19.A44. The cost of transport facilities used wholly within the mine site which is deductible under Division 10 is not deductible under Division 10AAA; nor are petroleum transport facilities where the transport forms part of petroleum mining operations which are deductible under Division 10AA (see below).

19.A45. A taxpayer may claim a deduction under Division 10AAA even though not himself engaged in mining operations which produce the minerals being transported.

19.A46. Any expenditure eligible for deduction under this Division is deductible in equal instalments over twenty years, commencing with the first year in which the facility is used to transport minerals or their products for the purpose of gaining assessable income.

19.A47. Expenditure on railway rolling-stock, road vehicles and ships is specifically excluded from the application of the Division.

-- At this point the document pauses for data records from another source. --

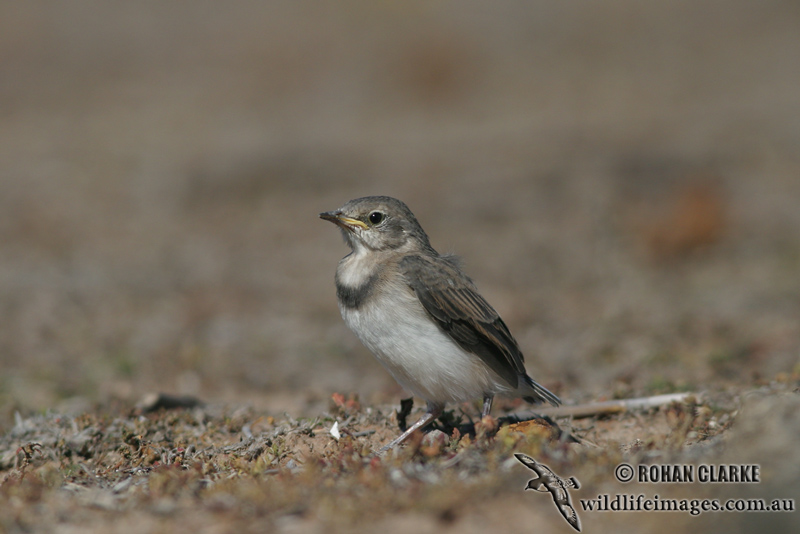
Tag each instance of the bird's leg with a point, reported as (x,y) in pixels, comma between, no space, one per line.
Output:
(487,405)
(434,411)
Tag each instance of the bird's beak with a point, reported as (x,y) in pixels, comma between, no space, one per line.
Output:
(338,218)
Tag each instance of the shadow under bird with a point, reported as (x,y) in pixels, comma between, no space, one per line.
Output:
(421,316)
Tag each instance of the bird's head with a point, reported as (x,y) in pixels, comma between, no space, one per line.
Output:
(378,223)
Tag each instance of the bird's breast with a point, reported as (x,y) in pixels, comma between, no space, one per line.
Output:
(394,326)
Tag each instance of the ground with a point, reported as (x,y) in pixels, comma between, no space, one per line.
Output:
(619,178)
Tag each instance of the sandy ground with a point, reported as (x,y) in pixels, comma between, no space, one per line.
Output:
(620,178)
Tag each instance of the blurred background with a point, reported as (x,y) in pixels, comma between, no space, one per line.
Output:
(621,178)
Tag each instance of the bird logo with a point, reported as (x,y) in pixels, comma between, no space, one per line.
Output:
(557,486)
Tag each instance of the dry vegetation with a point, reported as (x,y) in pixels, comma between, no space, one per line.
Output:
(621,179)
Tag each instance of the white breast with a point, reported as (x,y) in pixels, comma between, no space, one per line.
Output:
(418,354)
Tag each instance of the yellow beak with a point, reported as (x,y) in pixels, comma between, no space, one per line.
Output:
(337,218)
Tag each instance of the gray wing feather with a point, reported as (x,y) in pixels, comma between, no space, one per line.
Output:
(451,298)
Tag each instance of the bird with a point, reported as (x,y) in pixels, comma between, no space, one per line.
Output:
(421,316)
(547,480)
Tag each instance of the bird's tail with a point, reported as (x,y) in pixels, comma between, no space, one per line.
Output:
(536,393)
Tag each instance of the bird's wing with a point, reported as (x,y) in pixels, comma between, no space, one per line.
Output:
(451,298)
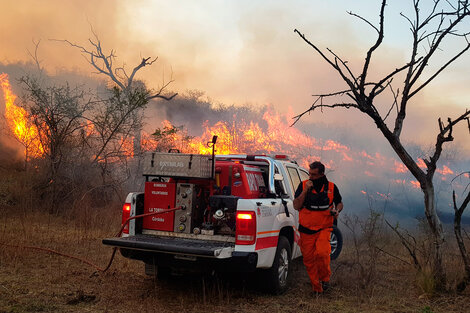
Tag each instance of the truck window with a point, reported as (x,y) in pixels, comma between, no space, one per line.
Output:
(294,178)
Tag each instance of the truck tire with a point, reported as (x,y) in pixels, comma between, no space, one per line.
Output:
(336,242)
(278,276)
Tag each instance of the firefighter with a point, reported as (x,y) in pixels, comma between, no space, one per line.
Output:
(319,203)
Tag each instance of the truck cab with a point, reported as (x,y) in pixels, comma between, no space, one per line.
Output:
(224,212)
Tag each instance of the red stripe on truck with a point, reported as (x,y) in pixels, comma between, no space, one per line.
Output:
(266,242)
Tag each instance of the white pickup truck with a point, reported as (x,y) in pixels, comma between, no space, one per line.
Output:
(224,212)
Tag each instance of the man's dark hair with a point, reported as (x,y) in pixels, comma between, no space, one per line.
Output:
(319,166)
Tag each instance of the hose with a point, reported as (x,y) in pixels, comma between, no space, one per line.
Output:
(84,260)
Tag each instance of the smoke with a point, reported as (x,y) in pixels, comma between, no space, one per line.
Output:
(247,57)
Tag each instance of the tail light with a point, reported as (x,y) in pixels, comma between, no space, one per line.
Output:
(126,213)
(245,228)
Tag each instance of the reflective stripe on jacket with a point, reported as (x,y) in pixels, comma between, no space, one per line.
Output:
(318,216)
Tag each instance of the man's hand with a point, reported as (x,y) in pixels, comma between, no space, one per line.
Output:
(334,213)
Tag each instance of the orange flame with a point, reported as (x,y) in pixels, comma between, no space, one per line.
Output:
(19,122)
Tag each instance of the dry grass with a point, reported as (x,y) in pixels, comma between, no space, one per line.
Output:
(32,281)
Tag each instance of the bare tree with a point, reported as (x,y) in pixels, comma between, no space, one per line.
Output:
(428,33)
(133,94)
(57,113)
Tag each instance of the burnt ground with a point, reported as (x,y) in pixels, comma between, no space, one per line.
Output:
(37,281)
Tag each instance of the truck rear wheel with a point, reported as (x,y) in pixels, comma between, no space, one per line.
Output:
(278,276)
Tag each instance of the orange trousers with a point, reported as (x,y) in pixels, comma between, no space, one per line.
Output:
(316,250)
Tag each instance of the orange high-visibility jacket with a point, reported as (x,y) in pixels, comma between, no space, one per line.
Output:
(318,216)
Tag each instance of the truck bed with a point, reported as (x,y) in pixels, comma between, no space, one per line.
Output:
(173,245)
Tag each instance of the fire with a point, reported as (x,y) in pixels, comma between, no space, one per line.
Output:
(19,122)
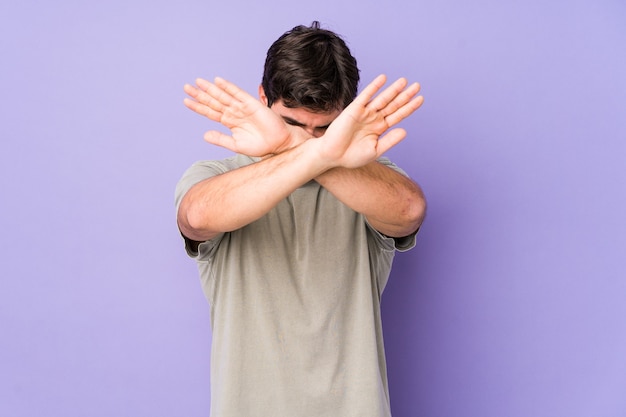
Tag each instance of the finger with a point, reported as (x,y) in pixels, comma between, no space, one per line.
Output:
(401,99)
(214,95)
(388,94)
(368,92)
(203,109)
(389,140)
(232,89)
(404,111)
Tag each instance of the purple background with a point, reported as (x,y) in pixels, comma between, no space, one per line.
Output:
(514,301)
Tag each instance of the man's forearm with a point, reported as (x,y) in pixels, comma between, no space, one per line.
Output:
(392,203)
(236,198)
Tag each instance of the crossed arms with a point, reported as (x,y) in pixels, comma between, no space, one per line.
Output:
(342,160)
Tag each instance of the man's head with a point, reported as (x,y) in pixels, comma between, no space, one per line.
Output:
(312,68)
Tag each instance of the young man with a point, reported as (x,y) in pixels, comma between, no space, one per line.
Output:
(295,236)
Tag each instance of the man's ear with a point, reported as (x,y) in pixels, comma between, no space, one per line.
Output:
(262,96)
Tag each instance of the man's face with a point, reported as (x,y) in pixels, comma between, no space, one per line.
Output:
(313,123)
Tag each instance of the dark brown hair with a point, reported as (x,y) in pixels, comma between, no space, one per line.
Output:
(312,68)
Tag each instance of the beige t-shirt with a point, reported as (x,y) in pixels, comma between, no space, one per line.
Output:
(295,307)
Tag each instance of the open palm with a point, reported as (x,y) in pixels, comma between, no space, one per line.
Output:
(255,129)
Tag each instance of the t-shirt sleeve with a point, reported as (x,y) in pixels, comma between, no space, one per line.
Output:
(198,172)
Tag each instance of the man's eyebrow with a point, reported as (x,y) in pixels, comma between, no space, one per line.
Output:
(294,122)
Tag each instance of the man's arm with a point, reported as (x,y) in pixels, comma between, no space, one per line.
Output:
(392,203)
(236,198)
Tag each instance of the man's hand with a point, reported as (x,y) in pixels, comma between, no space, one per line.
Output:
(256,130)
(354,138)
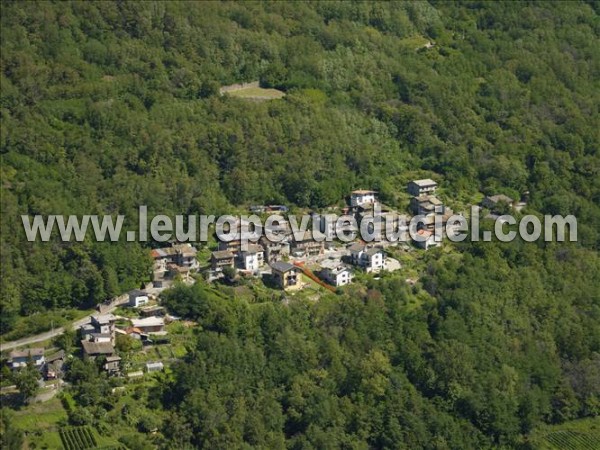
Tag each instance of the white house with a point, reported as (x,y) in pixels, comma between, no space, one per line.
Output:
(370,258)
(138,298)
(362,197)
(420,187)
(337,274)
(100,337)
(426,240)
(252,258)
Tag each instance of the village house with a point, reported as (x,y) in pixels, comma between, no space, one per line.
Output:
(369,257)
(185,256)
(91,350)
(154,367)
(104,323)
(230,246)
(182,255)
(221,259)
(325,223)
(305,245)
(426,204)
(149,325)
(426,239)
(19,359)
(100,337)
(493,202)
(112,364)
(138,298)
(335,273)
(252,258)
(362,197)
(274,251)
(421,187)
(152,311)
(286,275)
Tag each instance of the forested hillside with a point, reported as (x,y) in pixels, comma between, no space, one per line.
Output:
(110,105)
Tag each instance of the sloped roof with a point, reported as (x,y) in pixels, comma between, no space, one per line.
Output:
(27,353)
(152,321)
(282,266)
(424,182)
(97,348)
(222,254)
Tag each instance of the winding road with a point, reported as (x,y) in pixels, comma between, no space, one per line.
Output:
(56,332)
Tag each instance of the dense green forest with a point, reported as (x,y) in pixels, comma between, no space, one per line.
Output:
(106,106)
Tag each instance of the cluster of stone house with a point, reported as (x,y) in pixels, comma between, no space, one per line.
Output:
(178,259)
(98,337)
(369,257)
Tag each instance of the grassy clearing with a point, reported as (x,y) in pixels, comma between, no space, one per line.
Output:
(257,93)
(40,323)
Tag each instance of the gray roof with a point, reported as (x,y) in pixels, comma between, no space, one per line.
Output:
(104,318)
(101,335)
(356,247)
(424,182)
(222,254)
(97,348)
(137,293)
(27,353)
(56,356)
(374,250)
(500,198)
(282,266)
(254,248)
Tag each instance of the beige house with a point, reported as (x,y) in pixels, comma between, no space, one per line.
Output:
(221,259)
(287,276)
(420,187)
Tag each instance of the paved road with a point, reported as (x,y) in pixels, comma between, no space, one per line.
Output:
(50,334)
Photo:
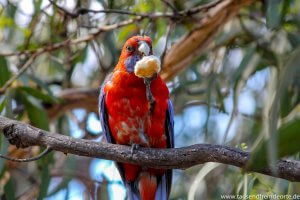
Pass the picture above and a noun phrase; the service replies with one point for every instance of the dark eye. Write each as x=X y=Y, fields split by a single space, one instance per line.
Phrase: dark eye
x=130 y=48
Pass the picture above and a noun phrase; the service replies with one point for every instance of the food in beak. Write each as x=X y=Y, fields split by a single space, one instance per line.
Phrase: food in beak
x=144 y=48
x=147 y=67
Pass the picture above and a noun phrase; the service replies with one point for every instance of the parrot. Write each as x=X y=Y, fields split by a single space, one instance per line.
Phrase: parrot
x=135 y=110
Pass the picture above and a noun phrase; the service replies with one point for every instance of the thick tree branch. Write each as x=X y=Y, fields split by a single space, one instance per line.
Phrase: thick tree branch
x=24 y=135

If rolling-stock and vehicles are used for transport wholly within the mine site, a deduction may be available under Division 10; if not, they (in addition to ships) are depreciable under sections 54 to 62.

19.A48. No deductions are available with respect to expenditure on ports and port facilities.


19.A49. The provisions relating to expenditure incurred in prospecting and mining for petroleum are set out in Division 10AA. As with general mining, this applies to operations conducted on the continental shelf, as the definition of ‘Australia’ includes the Australian continental shelf, Papua New Guinea and the continental shelf of that Territory.

19.A50. The scheme of the deductions for capital expenditure incurred in development is the same as that applying under Division 10 in relation to general mining. Certain items of capital expenditure incurred in carrying on prescribed petroleum operations are deductible over the life of the petroleum field, or twenty-five years, whichever is the less. These items are set out in section 124AA and include:

  • (a) The cost of acquiring a ‘petroleum prospecting or mining right’ or ‘petroleum prospecting or mining information’, where the parties to the sale have elected that the deduction entitlement should be transferred from the vendor to the purchaser.
  • (b) Capital expenditure incurred at any time in prospecting or mining operations in Australia for the purpose of obtaining petroleum or on plant necessary for carrying out these operations. This embraces development expenditure incurred in drilling and pumping.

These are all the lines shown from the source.